I have been reading this series since the very first one and C.E. Murphy is consistent about putting out a grand tale with Earth-shattering events (sometimes literally) and personal interaction between complex characters. These are the baseline of what I can expect, and I’ve never been disappointed. To keep the series from going stale though, Joanne manages to grow and mature in her understanding of power, and the world around her, in each one. Spirit Dances takes this trend and runs with it, giving Joanne a whole new look at herself and her relationship to her powers.
Now, this isn’t a real spoiler, but I can’t not mention it. I knew from the moment I read the obscure promise in the acknowledgements what it meant, but Murphy made me wait for it. Still, when I got what I’d expected, it was worth the wait.

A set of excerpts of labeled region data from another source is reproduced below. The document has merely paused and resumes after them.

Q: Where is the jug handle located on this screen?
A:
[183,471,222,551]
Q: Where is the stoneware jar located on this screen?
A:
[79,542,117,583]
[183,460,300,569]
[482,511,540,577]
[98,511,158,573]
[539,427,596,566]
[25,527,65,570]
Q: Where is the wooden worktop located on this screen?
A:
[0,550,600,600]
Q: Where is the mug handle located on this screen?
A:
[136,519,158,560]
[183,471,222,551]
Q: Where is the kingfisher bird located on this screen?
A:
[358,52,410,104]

As far as the story this time, as usual my wish to avoid spoilers ties my hand, but I can promise you a surprise that starts on page 11 and tortures and torments Joanne through the whole book until she finds her grounding. She’ll gain some new, seriously cool abilities, discover things about herself she’s never had to face, and about her friends that she’s lived in blissful ignorance of. There’s no question that this book follows the model of dragging Joanne, and Morrison, Billy, and Melanie, through danger, disaster, and tense moments that have nothing to do with either.

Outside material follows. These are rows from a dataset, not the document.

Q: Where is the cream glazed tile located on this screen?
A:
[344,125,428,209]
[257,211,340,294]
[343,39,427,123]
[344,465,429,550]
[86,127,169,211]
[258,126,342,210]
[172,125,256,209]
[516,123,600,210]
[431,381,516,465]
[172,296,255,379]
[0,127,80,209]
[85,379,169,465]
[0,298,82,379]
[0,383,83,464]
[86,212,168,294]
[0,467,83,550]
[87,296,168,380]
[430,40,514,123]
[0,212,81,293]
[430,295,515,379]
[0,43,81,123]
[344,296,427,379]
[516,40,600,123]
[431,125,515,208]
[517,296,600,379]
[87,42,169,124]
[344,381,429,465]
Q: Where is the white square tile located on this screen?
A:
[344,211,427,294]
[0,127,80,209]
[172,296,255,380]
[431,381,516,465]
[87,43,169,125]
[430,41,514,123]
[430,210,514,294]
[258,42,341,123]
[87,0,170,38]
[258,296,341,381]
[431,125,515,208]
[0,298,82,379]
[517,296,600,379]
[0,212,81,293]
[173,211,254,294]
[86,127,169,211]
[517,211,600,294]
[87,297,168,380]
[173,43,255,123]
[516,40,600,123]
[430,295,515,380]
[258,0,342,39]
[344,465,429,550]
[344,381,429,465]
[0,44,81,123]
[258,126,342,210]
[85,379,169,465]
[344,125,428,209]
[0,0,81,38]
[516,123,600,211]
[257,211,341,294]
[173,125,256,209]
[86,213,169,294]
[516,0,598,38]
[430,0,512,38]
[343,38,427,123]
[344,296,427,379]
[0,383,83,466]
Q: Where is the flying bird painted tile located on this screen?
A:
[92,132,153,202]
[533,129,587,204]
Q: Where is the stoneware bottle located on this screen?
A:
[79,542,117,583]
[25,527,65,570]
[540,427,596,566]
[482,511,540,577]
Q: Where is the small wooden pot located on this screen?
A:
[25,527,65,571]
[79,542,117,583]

I’m a poor judge of the ability for a novel to stand alone because I have no issue with reading a later book and picking up the earlier ones if I like it, but there’s a lot of subtext to this novel which wouldn’t carry the weight it does without the series backing it. That said, the story itself is not so much dependent on the earlier books as building on them, so there’s still a fun story a new reader would enjoy.

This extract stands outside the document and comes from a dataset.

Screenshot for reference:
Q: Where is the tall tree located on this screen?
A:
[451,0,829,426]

I had one minor quibble, and it’s possible I just missed it because Joanne did, but because she did, the miss didn’t harm my read. The good news, as far as I’m concerned, considering I’ve reached the end of the book, is that despite the growth points in this novel, the framework for further Walker Papers is firmly planted.
I know, I know, even less of the story than I usually mention, but page ELEVEN is the first major event. However, in reading the back I learn I can tell you one amazing event cause if you read the back you’ll know. Joanne is transformed into a coyote. It’s neither by choice nor force, but it opens up a world of complication in an already complicated situation…not the least because it happens on a pseudo date with Morrison.
Seriously, there’s fun to be had between these pages. Murphy manages to carry out yet another book in the series that is both comfortable and new at the same time. I can’t wait for the next one to reach the shelves.